Wait, let me put that disclaimer out there that I am by no means trying to rewrite the bible. This is just my interpretation as a beginner in my walk with Christ. We all know that it takes time to change and baby steps may be in order. This is not my way of trying to twist the words or undermine the importance of living a pure life and heart like Christ.
I recently went out to happy hour with a friend that was moving out of town. We arrived at Bar Louie and immediately my mind went to: should I drink something or shouldn’t I? I thought about how I just took this important step in my life and already I was back sliding. Heathen. Anyway, we arrived and I glanced through the happy hour list and thought, How about a nice glass of wine. There is nothing wrong with wine; they drank it all the time in the New Testament, right? That is exactly what I had, a glass of wine. I didn’t feel that I was doing it because of peer pressure or get drunk, just a drink of wine instead of an alcohol laden drink that would have me drunk after a couple sips. I didn’t feel bad after I had my glass of wine. I wasn’t drunk, maybe slightly more relaxed, but nothing major. We even talked about my baptism.

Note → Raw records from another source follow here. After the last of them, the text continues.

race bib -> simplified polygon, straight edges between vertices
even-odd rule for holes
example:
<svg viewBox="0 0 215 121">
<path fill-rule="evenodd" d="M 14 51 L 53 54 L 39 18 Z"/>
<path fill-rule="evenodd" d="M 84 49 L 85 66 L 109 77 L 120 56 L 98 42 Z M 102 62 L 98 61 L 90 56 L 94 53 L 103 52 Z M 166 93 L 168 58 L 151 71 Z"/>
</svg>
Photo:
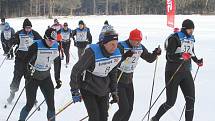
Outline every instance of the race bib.
<svg viewBox="0 0 215 121">
<path fill-rule="evenodd" d="M 11 31 L 4 31 L 4 38 L 9 40 L 11 38 Z"/>
<path fill-rule="evenodd" d="M 28 47 L 33 44 L 33 38 L 28 35 L 20 35 L 19 50 L 28 51 Z"/>
<path fill-rule="evenodd" d="M 77 32 L 76 41 L 84 42 L 87 40 L 87 32 Z"/>
<path fill-rule="evenodd" d="M 62 32 L 61 35 L 62 35 L 63 41 L 69 40 L 70 33 Z"/>
<path fill-rule="evenodd" d="M 194 43 L 192 41 L 184 40 L 181 43 L 181 52 L 182 53 L 186 52 L 193 55 L 193 47 L 194 47 Z"/>
</svg>

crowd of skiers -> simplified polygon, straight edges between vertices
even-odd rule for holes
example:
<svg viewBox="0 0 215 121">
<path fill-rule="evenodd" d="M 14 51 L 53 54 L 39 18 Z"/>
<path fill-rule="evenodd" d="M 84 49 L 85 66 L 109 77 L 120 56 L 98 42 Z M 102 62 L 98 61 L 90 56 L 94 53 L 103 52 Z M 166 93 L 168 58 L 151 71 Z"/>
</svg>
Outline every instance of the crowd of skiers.
<svg viewBox="0 0 215 121">
<path fill-rule="evenodd" d="M 26 18 L 23 28 L 15 33 L 5 18 L 1 19 L 1 43 L 7 59 L 13 59 L 15 53 L 14 75 L 10 84 L 11 103 L 15 92 L 19 90 L 22 77 L 25 78 L 26 105 L 20 112 L 19 121 L 25 121 L 36 102 L 37 89 L 40 87 L 47 103 L 47 119 L 55 121 L 54 90 L 62 85 L 60 80 L 61 61 L 66 56 L 66 67 L 70 62 L 70 44 L 78 48 L 78 62 L 73 66 L 70 87 L 73 103 L 84 101 L 89 121 L 107 121 L 110 103 L 117 103 L 119 109 L 112 121 L 128 121 L 134 104 L 133 73 L 138 60 L 153 63 L 161 48 L 152 52 L 141 44 L 142 32 L 134 29 L 129 38 L 118 41 L 118 34 L 108 21 L 99 35 L 96 44 L 92 44 L 92 35 L 86 24 L 80 20 L 79 27 L 71 30 L 68 23 L 63 25 L 57 19 L 49 26 L 42 37 L 32 29 L 31 21 Z M 185 120 L 192 121 L 195 103 L 194 80 L 191 75 L 191 59 L 203 66 L 203 59 L 194 53 L 194 23 L 186 19 L 182 27 L 174 29 L 165 41 L 166 50 L 166 102 L 163 103 L 151 121 L 159 121 L 175 103 L 180 86 L 186 100 Z M 13 51 L 13 47 L 15 47 Z M 54 63 L 56 87 L 52 82 L 50 69 Z M 110 96 L 112 97 L 111 101 Z"/>
</svg>

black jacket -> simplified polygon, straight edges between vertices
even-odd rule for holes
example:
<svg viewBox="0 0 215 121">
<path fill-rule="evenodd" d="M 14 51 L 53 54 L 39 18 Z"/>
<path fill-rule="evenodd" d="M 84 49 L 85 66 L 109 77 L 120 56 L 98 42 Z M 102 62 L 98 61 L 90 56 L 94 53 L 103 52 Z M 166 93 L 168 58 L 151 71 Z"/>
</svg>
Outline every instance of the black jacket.
<svg viewBox="0 0 215 121">
<path fill-rule="evenodd" d="M 20 43 L 20 39 L 19 39 L 19 34 L 20 32 L 23 32 L 24 29 L 18 31 L 15 33 L 15 35 L 11 38 L 11 46 L 14 46 L 14 45 L 18 45 L 19 46 L 19 43 Z M 25 31 L 24 31 L 25 32 Z M 33 40 L 39 40 L 39 39 L 42 39 L 42 37 L 40 36 L 40 34 L 34 30 L 32 30 L 32 34 L 34 36 Z M 17 47 L 18 48 L 18 47 Z M 19 58 L 19 59 L 24 59 L 25 57 L 27 56 L 27 51 L 20 51 L 18 50 L 16 52 L 16 58 Z"/>
<path fill-rule="evenodd" d="M 182 32 L 185 33 L 184 30 L 182 30 Z M 186 33 L 185 33 L 185 35 L 186 35 Z M 183 59 L 181 58 L 182 53 L 175 53 L 175 51 L 178 47 L 181 47 L 181 41 L 178 37 L 178 34 L 175 33 L 172 36 L 170 36 L 168 39 L 168 46 L 166 48 L 166 60 L 167 60 L 167 62 L 166 62 L 165 71 L 175 72 L 181 63 L 183 63 L 183 65 L 179 71 L 190 71 L 191 60 L 188 60 L 186 62 L 183 61 Z M 193 53 L 194 53 L 194 49 L 193 49 Z M 193 56 L 192 60 L 194 62 L 198 61 L 196 56 Z"/>
<path fill-rule="evenodd" d="M 14 34 L 15 34 L 15 31 L 14 31 L 14 29 L 11 27 L 10 28 L 11 29 L 11 36 L 13 36 Z M 7 41 L 6 39 L 5 39 L 5 36 L 4 36 L 4 31 L 5 30 L 3 30 L 2 32 L 1 32 L 1 41 Z"/>
<path fill-rule="evenodd" d="M 44 45 L 47 48 L 49 48 L 46 45 L 44 39 L 41 39 L 41 41 L 44 43 Z M 60 48 L 58 48 L 58 49 L 60 49 Z M 37 59 L 37 51 L 38 51 L 38 45 L 36 42 L 34 44 L 32 44 L 27 51 L 26 58 L 24 59 L 24 62 L 26 65 L 24 75 L 26 78 L 29 78 L 29 76 L 30 76 L 29 74 L 31 73 L 29 64 L 31 64 L 31 65 L 35 64 L 35 61 Z M 54 66 L 59 67 L 58 66 L 59 64 L 61 64 L 61 59 L 59 59 L 59 56 L 58 56 L 54 60 Z M 60 68 L 57 68 L 57 69 L 60 69 Z M 60 71 L 57 71 L 57 72 L 60 73 Z M 37 80 L 43 80 L 43 79 L 47 78 L 48 76 L 50 76 L 50 69 L 48 71 L 42 71 L 42 72 L 35 71 L 34 73 L 35 73 L 34 75 L 37 76 Z M 60 74 L 58 74 L 58 73 L 55 73 L 55 80 L 60 79 Z"/>
<path fill-rule="evenodd" d="M 110 54 L 106 52 L 104 47 L 100 45 L 104 56 L 109 57 Z M 117 91 L 117 67 L 112 69 L 107 77 L 99 77 L 93 75 L 91 72 L 95 68 L 95 55 L 91 48 L 85 50 L 84 55 L 73 66 L 70 76 L 71 89 L 85 89 L 91 93 L 99 96 L 105 96 L 109 92 Z M 82 78 L 82 74 L 85 70 L 86 75 Z"/>
<path fill-rule="evenodd" d="M 126 43 L 132 48 L 132 46 L 129 43 L 129 40 L 126 40 Z M 141 58 L 149 63 L 152 63 L 156 60 L 157 55 L 155 53 L 150 53 L 148 50 L 141 44 L 143 48 L 143 52 L 141 54 Z M 120 49 L 122 55 L 124 53 L 124 47 L 119 43 L 118 48 Z M 118 76 L 120 75 L 121 71 L 118 69 Z M 119 83 L 123 84 L 129 84 L 133 82 L 133 73 L 123 73 Z"/>
<path fill-rule="evenodd" d="M 77 28 L 77 29 L 79 29 L 79 28 Z M 74 45 L 76 47 L 78 47 L 78 48 L 85 48 L 88 44 L 92 44 L 92 35 L 90 33 L 89 28 L 85 28 L 85 29 L 87 29 L 87 40 L 88 41 L 85 41 L 85 42 L 76 42 L 75 41 L 76 40 L 75 36 L 76 36 L 76 33 L 77 33 L 77 29 L 75 29 L 75 30 L 72 31 L 72 39 L 74 40 Z M 80 30 L 84 30 L 84 29 L 80 29 Z"/>
</svg>

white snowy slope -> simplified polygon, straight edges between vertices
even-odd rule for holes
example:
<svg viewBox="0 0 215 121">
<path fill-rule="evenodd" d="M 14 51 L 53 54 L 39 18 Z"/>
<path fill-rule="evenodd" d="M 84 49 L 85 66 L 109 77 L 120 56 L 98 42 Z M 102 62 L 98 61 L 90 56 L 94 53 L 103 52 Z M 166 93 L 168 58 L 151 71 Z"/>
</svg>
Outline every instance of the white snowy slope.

My interpretation, in my mind, is that having a glass of wine isn’t a bad thing. I think that it depends on ones intentions on why they are drinking. The purpose of drinking the wine for me wasn’t to get drunk, but to have a nice time with my friend before she left the state for a new adventure. Getting drunk was never my intention, or hers. It was more like a form of fellowship for us. By the way, I am not a wine drinker, I just thought that it would be as potent as other drinks because my intentions were not to get drunk.
So for all of my other fellow Christians out there, please do not chop my head off. But instead, give your opinion and enlighten me on how you feel about the topic.